The Way Campaign 4 of Critical Role Reimagines Celestials

Honestly, I understand: Celestials are just not that interesting. Divine champions of good that smite evil in all its forms can be cool, but they also get cheesy very fast. That general lack of interest implies we still don’t know that much about celestials. For example, we still don’t know what happens after the deity who created them dies. There is no canonical answer, and every DM is free to come up with their own interpretation. Brennan Lee Mulligan decided to make this question at the heart of the setting of Aramán, one where the deities have all been slain by mortals in a great conflict that ended seven decades prior to the beginning of the campaign. So what happened to the servants of these divine beings?

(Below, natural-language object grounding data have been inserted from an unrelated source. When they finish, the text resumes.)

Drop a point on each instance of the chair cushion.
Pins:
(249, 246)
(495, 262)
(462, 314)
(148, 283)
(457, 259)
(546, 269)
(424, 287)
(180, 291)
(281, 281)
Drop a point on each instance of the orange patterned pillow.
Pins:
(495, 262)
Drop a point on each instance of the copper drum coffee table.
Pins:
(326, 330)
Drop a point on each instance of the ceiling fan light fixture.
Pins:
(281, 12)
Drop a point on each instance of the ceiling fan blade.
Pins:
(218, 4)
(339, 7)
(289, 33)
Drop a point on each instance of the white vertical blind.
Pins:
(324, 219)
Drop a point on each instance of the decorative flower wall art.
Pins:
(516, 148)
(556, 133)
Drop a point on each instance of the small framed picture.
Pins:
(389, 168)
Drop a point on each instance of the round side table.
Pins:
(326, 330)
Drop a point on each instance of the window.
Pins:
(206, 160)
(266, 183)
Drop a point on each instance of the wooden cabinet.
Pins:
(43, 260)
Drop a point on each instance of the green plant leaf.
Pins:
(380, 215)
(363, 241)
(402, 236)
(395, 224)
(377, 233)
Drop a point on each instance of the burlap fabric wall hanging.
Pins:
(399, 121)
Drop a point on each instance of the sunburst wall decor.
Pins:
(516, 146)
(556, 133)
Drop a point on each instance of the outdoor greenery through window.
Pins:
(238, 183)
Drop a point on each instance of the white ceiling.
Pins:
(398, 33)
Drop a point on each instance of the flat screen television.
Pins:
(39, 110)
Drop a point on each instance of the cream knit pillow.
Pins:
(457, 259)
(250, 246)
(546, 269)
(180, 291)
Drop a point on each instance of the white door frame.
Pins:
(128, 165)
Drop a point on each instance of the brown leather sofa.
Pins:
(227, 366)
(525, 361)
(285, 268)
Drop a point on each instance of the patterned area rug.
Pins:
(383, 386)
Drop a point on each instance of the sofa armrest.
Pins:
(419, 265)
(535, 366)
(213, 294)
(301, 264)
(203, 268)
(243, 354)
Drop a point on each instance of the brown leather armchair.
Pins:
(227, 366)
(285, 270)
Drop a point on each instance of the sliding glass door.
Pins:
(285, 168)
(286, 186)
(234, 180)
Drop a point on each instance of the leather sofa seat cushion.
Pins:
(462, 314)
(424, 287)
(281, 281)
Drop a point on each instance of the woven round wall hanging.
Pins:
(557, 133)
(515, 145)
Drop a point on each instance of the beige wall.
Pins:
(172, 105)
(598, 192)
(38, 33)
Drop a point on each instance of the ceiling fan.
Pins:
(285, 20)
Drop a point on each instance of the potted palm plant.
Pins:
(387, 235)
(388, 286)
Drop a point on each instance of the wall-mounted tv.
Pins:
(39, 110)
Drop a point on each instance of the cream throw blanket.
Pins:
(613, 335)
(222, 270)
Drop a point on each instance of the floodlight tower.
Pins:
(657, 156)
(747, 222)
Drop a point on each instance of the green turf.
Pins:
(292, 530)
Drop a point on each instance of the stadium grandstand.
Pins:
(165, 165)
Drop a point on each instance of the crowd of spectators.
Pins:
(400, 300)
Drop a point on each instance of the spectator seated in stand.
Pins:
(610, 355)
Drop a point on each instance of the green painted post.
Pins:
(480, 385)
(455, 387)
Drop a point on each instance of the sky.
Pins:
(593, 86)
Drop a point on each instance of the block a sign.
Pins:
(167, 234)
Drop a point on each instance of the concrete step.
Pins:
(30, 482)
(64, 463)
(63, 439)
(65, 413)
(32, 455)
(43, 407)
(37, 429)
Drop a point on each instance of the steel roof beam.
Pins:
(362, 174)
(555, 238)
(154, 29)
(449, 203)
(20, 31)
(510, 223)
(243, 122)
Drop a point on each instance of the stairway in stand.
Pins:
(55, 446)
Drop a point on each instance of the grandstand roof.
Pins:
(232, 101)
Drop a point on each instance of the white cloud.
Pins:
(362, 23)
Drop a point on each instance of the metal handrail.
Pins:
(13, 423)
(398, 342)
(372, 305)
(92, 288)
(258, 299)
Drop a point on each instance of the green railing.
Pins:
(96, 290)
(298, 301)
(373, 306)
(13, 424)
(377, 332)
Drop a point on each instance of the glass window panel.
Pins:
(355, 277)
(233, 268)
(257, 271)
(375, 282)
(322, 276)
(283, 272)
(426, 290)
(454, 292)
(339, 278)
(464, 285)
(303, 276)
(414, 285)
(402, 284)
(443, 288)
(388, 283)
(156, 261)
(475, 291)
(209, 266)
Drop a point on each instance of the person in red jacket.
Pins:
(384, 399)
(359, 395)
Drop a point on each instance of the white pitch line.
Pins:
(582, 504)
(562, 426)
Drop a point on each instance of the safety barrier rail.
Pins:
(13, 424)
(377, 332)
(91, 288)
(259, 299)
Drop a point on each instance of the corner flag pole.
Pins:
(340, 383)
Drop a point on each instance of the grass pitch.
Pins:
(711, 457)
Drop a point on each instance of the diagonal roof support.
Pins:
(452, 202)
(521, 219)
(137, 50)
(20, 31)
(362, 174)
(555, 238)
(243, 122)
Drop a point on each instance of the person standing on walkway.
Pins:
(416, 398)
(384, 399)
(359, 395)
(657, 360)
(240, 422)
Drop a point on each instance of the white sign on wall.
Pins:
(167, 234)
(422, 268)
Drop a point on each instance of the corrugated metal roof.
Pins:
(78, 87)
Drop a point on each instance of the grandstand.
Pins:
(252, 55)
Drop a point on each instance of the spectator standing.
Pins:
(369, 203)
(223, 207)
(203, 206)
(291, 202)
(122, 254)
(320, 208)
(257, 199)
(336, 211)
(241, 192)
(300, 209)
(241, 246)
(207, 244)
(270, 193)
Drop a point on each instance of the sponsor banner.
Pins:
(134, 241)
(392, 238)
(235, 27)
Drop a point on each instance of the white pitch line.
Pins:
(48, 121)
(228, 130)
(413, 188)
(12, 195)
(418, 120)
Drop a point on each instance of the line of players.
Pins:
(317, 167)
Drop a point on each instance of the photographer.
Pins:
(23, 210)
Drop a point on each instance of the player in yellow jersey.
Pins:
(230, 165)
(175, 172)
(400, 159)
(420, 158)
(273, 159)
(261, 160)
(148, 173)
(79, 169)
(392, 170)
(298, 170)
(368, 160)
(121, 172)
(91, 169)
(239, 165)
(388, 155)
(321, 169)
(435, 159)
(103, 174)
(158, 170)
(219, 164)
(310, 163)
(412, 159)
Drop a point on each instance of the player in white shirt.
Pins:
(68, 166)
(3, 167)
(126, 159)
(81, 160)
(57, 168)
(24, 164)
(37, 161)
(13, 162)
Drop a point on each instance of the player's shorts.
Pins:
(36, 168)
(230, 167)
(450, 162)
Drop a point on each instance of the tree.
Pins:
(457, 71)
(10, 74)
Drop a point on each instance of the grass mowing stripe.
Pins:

Mulligan’s answer is straightforward, horrifying, and highly intriguing: They went crazy and turned into a blight that devastated entire countries. A great deal about the past of Aramán, the divine conflict, and its aftermath in the current era has still to be revealed, but it appears that after the gods died, the celestial beings became “wild”. They transformed into monsters that could destroy entire regions if not contained. Viewers got a glimpse of how scary such a being can be at the conclusion of the second episode, as the character Wicander (Sam Riegel) got to meet his “grandfather,” a terrifying celestial kept chained in a enormous casket.

It’s not a coincidence that the most interesting celestial beings in Dungeons & Dragons, narratively, are those who have fallen from grace. Zariel, for example, was a mighty Solar angel whose fixation with ending the eternal Blood War resulted in her being tainted by Asmodeus and turned into an Archdevil of Hell. Fazrian is a obscure Planetar who was summoned by a cleric inside Undermountain and became obsessed with “purging” the wickedness in the Terminus level of the massive dungeon, slowly succumbing to the insanity infusing the place.

The taint observed in Campaign 4 of Critical Role takes a different shape. These celestial beings did not lose their virtue. They were not deceived, or misled by their own pride or fixations. They are victims; another terrible consequence of the War of the Shapers. As Campaign 4 continues, I hope the DM focuses on the notion that, no matter how “righteous” that war was, the mortals who won it may nonetheless lament the outcome. Their world has been wounded, their link to the hereafter has been cut off, and the beings that were once their protectors, shepherding their souls to security after death, are currently terrifying calamities.

Certainly, this may just be a practical method to solve Gygax’s initial quandary. It’s easy to justify killing an divine being when it’s a screaming, mad entity with rows of teeth, but I also feel highly fascinated by this fresh variation of the celestial mythology in D&D. I don’t necessarily agree with the DM’s aversion for divine beings in his stories, but I nonetheless favor these horrific heavenly beings to the flat {

Heather Graham
Heather Graham

Elara is a passionate writer and storyteller with a love for poetry and fiction, sharing her journey to inspire others.